Еремченко развел руки.
– От вас ничего не утаить. Имеется.
– И какой же?
– Башня.
– Башня? – удивился Иван Андреевич, – Но… Хм. Даже если вы имеете в виду башню как строение, то в Петербурге их столько…
– А наша-то Башня – на самом виду!
Еремченко вынул из ящика стола бумагу, написанную скорым, закорючливым, анафемским почерком. Иван Андреевич глянул на бумагу, полез в карман за приборчиком – иначе ничего не разобрать. И только когда приблизил к глазу свой старый окуляр, прочел то, от чего брови его поползли вверх.

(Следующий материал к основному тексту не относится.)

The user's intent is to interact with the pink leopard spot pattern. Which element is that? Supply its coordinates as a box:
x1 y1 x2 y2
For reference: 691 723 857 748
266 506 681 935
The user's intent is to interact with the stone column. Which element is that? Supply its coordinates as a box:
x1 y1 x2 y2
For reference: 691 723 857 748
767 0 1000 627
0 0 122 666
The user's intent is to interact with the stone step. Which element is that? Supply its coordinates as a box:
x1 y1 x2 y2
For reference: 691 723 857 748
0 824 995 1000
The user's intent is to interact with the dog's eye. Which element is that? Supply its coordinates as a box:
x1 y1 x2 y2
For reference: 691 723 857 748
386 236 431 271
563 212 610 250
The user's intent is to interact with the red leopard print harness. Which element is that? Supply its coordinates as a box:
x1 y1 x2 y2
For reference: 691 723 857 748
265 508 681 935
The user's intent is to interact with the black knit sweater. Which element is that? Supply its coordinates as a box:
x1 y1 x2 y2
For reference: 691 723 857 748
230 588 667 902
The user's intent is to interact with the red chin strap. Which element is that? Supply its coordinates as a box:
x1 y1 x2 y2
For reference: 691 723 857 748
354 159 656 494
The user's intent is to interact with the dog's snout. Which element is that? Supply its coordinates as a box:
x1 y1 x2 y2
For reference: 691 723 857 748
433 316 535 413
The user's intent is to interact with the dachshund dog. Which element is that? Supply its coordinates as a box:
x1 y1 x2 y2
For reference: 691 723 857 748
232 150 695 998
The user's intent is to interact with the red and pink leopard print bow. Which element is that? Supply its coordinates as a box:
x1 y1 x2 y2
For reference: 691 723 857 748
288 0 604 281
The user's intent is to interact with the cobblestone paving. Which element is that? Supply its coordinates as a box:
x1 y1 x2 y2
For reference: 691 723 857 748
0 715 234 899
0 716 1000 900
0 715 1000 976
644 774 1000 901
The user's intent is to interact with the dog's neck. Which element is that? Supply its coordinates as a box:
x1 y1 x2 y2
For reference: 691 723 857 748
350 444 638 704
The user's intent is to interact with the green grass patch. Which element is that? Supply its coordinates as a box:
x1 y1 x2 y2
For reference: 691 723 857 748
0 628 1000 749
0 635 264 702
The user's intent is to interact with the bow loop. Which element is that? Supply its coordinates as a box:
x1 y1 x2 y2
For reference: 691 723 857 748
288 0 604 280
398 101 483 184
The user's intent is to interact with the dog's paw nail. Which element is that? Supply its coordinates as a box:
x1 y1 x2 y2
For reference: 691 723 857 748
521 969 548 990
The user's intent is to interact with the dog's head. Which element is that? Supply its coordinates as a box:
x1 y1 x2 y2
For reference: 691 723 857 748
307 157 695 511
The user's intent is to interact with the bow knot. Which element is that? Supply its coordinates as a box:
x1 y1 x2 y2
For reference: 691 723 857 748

– Ну-с, поздравляю, это донесение весьма и весь важно. Недооценил я, признаться, вашу агентурную сеть.
Еремченко улыбнулся еще шире.
– Помилуйте. Какая там сеть – при нашей бедности. Да и сетью эту рыбку не поймаешь.
* * *
На том месте, где теперь красуется Таврическая улица, до начала 20-го века довольно долго было обычное питерское захолустье. Именовалось оно просто: Пески. А получило свое название из-за песчаной гряды, доходившей до Невы – остаточного свидетельства доисторических времен: миллионы лет назад на этом месте плескалось море. Благодаря песочной гряде район Пески всегда был самым высоким в городе местом и никогда не затоплялся во время наводнений.
Наверное, из-за его «морской» особенности, витавшей в воздухе и рассеивающей свои романтические флюиды, питерцы полюбили эту часть города. Военная слобода, Мытный двор, Тележная, Новгородская, Старорусская улицы – два или даже три поколения населяли Пески поденщики, мещане и торговцы. Пока не проснулся нюх у народившихся им на смену деловых людей.